ORCID Icon, , , , , ORCID Icon, , , , ORCID Icon, , , , & show all
Pages 467-491 | Received 30 Oct 2022, Accepted 22 Feb 2023, Published online: 08 May 2023

ABSTRACT

Introduction

Artificial intelligence (AI) encompasses a wide range of algorithms with risks when used to support decisions about diagnosis or treatment, so professional and regulatory bodies are recommending how they should be managed.

Areas covered

AI systems may qualify as standalone medical device software (MDSW) or be embedded within a medical device. Within the European Union (EU) AI software must undergo a conformity assessment procedure to be approved as a medical device. The draft EU Regulation on AI proposes rules that will apply across industry sectors, while for devices the Medical Device Regulation also applies. In the CORE-MD project (Coordinating Research and Evidence for Medical Devices), we have surveyed definitions and summarize initiatives made by professional consensus groups, regulators, and standardization bodies.

Expert opinion

The level of clinical evidence required should be determined according to each application and to legal and methodological factors that contribute to risk, including accountability, transparency, and interpretability. EU guidance for MDSW based on international recommendations does not yet describe the clinical evidence needed for medical AI software. Regulators, notified bodies, manufacturers, clinicians and patients would all benefit from common standards for the clinical evaluation of high-risk AI applications and transparency of their evidence and performance.

1. Introduction

Artificial intelligence (AI) is an oxymoron. In their seminal proposal, John McCarthy and his colleagues suggested that a machine could be made to simulate ‘every aspect of learning or any other feature of intelligence’ [Citation1], but such ‘general’ AI remains an elusive goal that for most medical applications may always be inappropriate. Even in non-clinical contexts the name is misleading: computers process binary code but they are not conscious organisms and they cannot understand its meaning [Citation2]. Nonetheless, the term artificial ‘intelligence’ is widely applied to an extensive range of software algorithms with varying functions, sophistication and transparency, including natural language processing and machine learning (ML).
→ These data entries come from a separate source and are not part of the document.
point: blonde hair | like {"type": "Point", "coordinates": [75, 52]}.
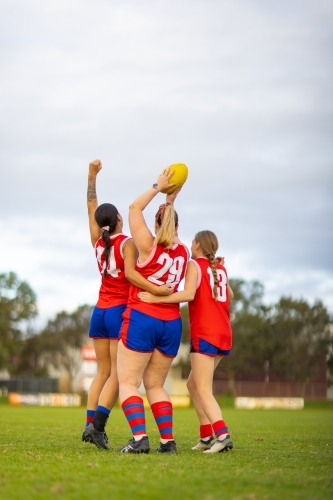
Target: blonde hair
{"type": "Point", "coordinates": [209, 245]}
{"type": "Point", "coordinates": [167, 219]}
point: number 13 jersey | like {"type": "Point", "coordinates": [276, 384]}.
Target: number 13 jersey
{"type": "Point", "coordinates": [163, 266]}
{"type": "Point", "coordinates": [209, 318]}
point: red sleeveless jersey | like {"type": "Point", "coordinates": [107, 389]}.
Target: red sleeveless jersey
{"type": "Point", "coordinates": [209, 318]}
{"type": "Point", "coordinates": [163, 266]}
{"type": "Point", "coordinates": [115, 287]}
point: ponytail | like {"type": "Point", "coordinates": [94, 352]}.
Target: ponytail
{"type": "Point", "coordinates": [106, 216]}
{"type": "Point", "coordinates": [167, 219]}
{"type": "Point", "coordinates": [107, 249]}
{"type": "Point", "coordinates": [209, 245]}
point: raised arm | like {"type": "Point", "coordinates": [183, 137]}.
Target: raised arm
{"type": "Point", "coordinates": [130, 254]}
{"type": "Point", "coordinates": [94, 168]}
{"type": "Point", "coordinates": [142, 236]}
{"type": "Point", "coordinates": [188, 294]}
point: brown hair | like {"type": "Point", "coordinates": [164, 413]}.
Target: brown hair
{"type": "Point", "coordinates": [209, 245]}
{"type": "Point", "coordinates": [106, 216]}
{"type": "Point", "coordinates": [167, 219]}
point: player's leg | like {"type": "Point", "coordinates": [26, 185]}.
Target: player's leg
{"type": "Point", "coordinates": [159, 400]}
{"type": "Point", "coordinates": [205, 428]}
{"type": "Point", "coordinates": [95, 433]}
{"type": "Point", "coordinates": [100, 338]}
{"type": "Point", "coordinates": [131, 366]}
{"type": "Point", "coordinates": [109, 393]}
{"type": "Point", "coordinates": [203, 367]}
{"type": "Point", "coordinates": [167, 341]}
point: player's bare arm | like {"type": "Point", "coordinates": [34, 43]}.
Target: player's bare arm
{"type": "Point", "coordinates": [170, 198]}
{"type": "Point", "coordinates": [142, 236]}
{"type": "Point", "coordinates": [186, 295]}
{"type": "Point", "coordinates": [92, 204]}
{"type": "Point", "coordinates": [135, 277]}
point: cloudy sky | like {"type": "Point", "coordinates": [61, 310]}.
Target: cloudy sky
{"type": "Point", "coordinates": [239, 90]}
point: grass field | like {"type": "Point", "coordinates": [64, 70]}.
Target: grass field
{"type": "Point", "coordinates": [278, 454]}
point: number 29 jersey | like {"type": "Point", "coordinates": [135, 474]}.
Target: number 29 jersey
{"type": "Point", "coordinates": [163, 266]}
{"type": "Point", "coordinates": [209, 318]}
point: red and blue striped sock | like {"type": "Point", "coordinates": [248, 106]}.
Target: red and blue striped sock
{"type": "Point", "coordinates": [162, 412]}
{"type": "Point", "coordinates": [135, 413]}
{"type": "Point", "coordinates": [206, 432]}
{"type": "Point", "coordinates": [220, 429]}
{"type": "Point", "coordinates": [89, 416]}
{"type": "Point", "coordinates": [101, 417]}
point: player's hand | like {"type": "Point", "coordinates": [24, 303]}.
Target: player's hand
{"type": "Point", "coordinates": [164, 290]}
{"type": "Point", "coordinates": [148, 297]}
{"type": "Point", "coordinates": [94, 167]}
{"type": "Point", "coordinates": [163, 179]}
{"type": "Point", "coordinates": [170, 198]}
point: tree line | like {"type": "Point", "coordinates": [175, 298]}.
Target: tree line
{"type": "Point", "coordinates": [291, 336]}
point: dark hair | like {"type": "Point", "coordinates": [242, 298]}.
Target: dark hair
{"type": "Point", "coordinates": [167, 219]}
{"type": "Point", "coordinates": [209, 245]}
{"type": "Point", "coordinates": [106, 216]}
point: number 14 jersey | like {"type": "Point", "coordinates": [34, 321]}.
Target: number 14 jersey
{"type": "Point", "coordinates": [163, 266]}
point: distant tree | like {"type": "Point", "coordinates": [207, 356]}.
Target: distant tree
{"type": "Point", "coordinates": [301, 339]}
{"type": "Point", "coordinates": [249, 326]}
{"type": "Point", "coordinates": [17, 307]}
{"type": "Point", "coordinates": [63, 337]}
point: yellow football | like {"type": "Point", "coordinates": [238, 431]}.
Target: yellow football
{"type": "Point", "coordinates": [178, 177]}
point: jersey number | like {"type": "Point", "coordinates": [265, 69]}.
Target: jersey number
{"type": "Point", "coordinates": [221, 285]}
{"type": "Point", "coordinates": [112, 267]}
{"type": "Point", "coordinates": [174, 266]}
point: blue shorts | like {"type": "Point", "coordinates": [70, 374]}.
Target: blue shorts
{"type": "Point", "coordinates": [144, 333]}
{"type": "Point", "coordinates": [106, 323]}
{"type": "Point", "coordinates": [203, 347]}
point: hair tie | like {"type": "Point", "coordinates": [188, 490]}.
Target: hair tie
{"type": "Point", "coordinates": [161, 210]}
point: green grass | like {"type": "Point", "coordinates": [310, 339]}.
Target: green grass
{"type": "Point", "coordinates": [278, 454]}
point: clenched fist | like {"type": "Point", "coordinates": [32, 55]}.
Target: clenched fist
{"type": "Point", "coordinates": [94, 167]}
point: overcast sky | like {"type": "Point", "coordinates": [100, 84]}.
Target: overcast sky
{"type": "Point", "coordinates": [239, 90]}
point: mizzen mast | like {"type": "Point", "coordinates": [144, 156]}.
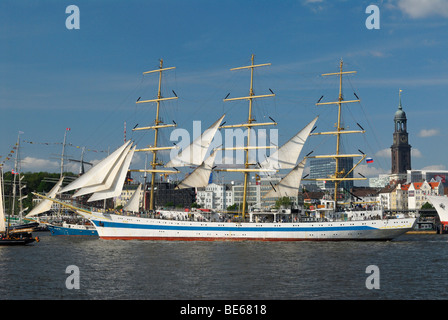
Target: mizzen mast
{"type": "Point", "coordinates": [340, 175]}
{"type": "Point", "coordinates": [248, 125]}
{"type": "Point", "coordinates": [158, 124]}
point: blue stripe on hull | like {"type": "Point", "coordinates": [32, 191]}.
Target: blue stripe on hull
{"type": "Point", "coordinates": [106, 224]}
{"type": "Point", "coordinates": [61, 231]}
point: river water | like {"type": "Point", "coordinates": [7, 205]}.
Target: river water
{"type": "Point", "coordinates": [412, 267]}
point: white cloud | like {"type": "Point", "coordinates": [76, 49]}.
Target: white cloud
{"type": "Point", "coordinates": [415, 153]}
{"type": "Point", "coordinates": [385, 153]}
{"type": "Point", "coordinates": [424, 8]}
{"type": "Point", "coordinates": [425, 133]}
{"type": "Point", "coordinates": [369, 171]}
{"type": "Point", "coordinates": [435, 167]}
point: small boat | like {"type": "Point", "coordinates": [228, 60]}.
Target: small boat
{"type": "Point", "coordinates": [72, 229]}
{"type": "Point", "coordinates": [15, 235]}
{"type": "Point", "coordinates": [440, 203]}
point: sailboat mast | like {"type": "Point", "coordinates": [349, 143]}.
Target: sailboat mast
{"type": "Point", "coordinates": [156, 134]}
{"type": "Point", "coordinates": [157, 125]}
{"type": "Point", "coordinates": [63, 151]}
{"type": "Point", "coordinates": [14, 186]}
{"type": "Point", "coordinates": [339, 174]}
{"type": "Point", "coordinates": [338, 134]}
{"type": "Point", "coordinates": [249, 125]}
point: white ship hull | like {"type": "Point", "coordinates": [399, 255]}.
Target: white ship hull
{"type": "Point", "coordinates": [112, 226]}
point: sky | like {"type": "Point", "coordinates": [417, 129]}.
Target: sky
{"type": "Point", "coordinates": [88, 79]}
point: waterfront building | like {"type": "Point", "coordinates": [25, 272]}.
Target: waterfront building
{"type": "Point", "coordinates": [214, 196]}
{"type": "Point", "coordinates": [400, 149]}
{"type": "Point", "coordinates": [427, 175]}
{"type": "Point", "coordinates": [126, 194]}
{"type": "Point", "coordinates": [418, 192]}
{"type": "Point", "coordinates": [379, 182]}
{"type": "Point", "coordinates": [325, 167]}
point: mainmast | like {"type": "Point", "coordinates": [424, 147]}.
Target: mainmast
{"type": "Point", "coordinates": [158, 124]}
{"type": "Point", "coordinates": [339, 175]}
{"type": "Point", "coordinates": [248, 125]}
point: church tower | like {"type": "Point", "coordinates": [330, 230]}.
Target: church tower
{"type": "Point", "coordinates": [401, 150]}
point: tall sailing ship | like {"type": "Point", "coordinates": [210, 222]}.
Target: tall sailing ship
{"type": "Point", "coordinates": [332, 222]}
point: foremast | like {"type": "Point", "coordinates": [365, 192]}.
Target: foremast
{"type": "Point", "coordinates": [158, 124]}
{"type": "Point", "coordinates": [248, 125]}
{"type": "Point", "coordinates": [339, 175]}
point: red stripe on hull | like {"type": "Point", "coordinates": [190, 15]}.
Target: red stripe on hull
{"type": "Point", "coordinates": [233, 239]}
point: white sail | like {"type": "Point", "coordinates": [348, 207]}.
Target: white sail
{"type": "Point", "coordinates": [134, 202]}
{"type": "Point", "coordinates": [289, 185]}
{"type": "Point", "coordinates": [195, 153]}
{"type": "Point", "coordinates": [200, 176]}
{"type": "Point", "coordinates": [2, 209]}
{"type": "Point", "coordinates": [45, 204]}
{"type": "Point", "coordinates": [109, 177]}
{"type": "Point", "coordinates": [117, 185]}
{"type": "Point", "coordinates": [440, 203]}
{"type": "Point", "coordinates": [287, 155]}
{"type": "Point", "coordinates": [97, 173]}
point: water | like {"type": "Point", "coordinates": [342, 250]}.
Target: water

Multiple administrative, scientific, diagnostic and therapeutic applications in healthcare already depend on some variant of AI to perform a myriad of tasks. In essence, most can be considered advanced statistical methods for interpreting large datasets or performing complex analyses [Citation3]. It seems unscientific to lump such a wide array of techniques together under a single umbrella term ‘AI’ and to try to find a precise definition for AI that covers all the possibilities. From clinical and regulatory perspectives, AI should not be the objective but rather always a means to an end. Irrespective of whether an analytical algorithm (AI software) constitutes a medical device in its own right or is an integral part of a medical device, it should be evaluated for regulatory approval according to the ultimate purpose claimed by its manufacturer. The level of clinical evidence and the criteria by which it will be evaluated will be determined by the clinical risks inherent in the AI application if it reaches an erroneous conclusion for the individual patient or directs an inappropriate action within the context of its use.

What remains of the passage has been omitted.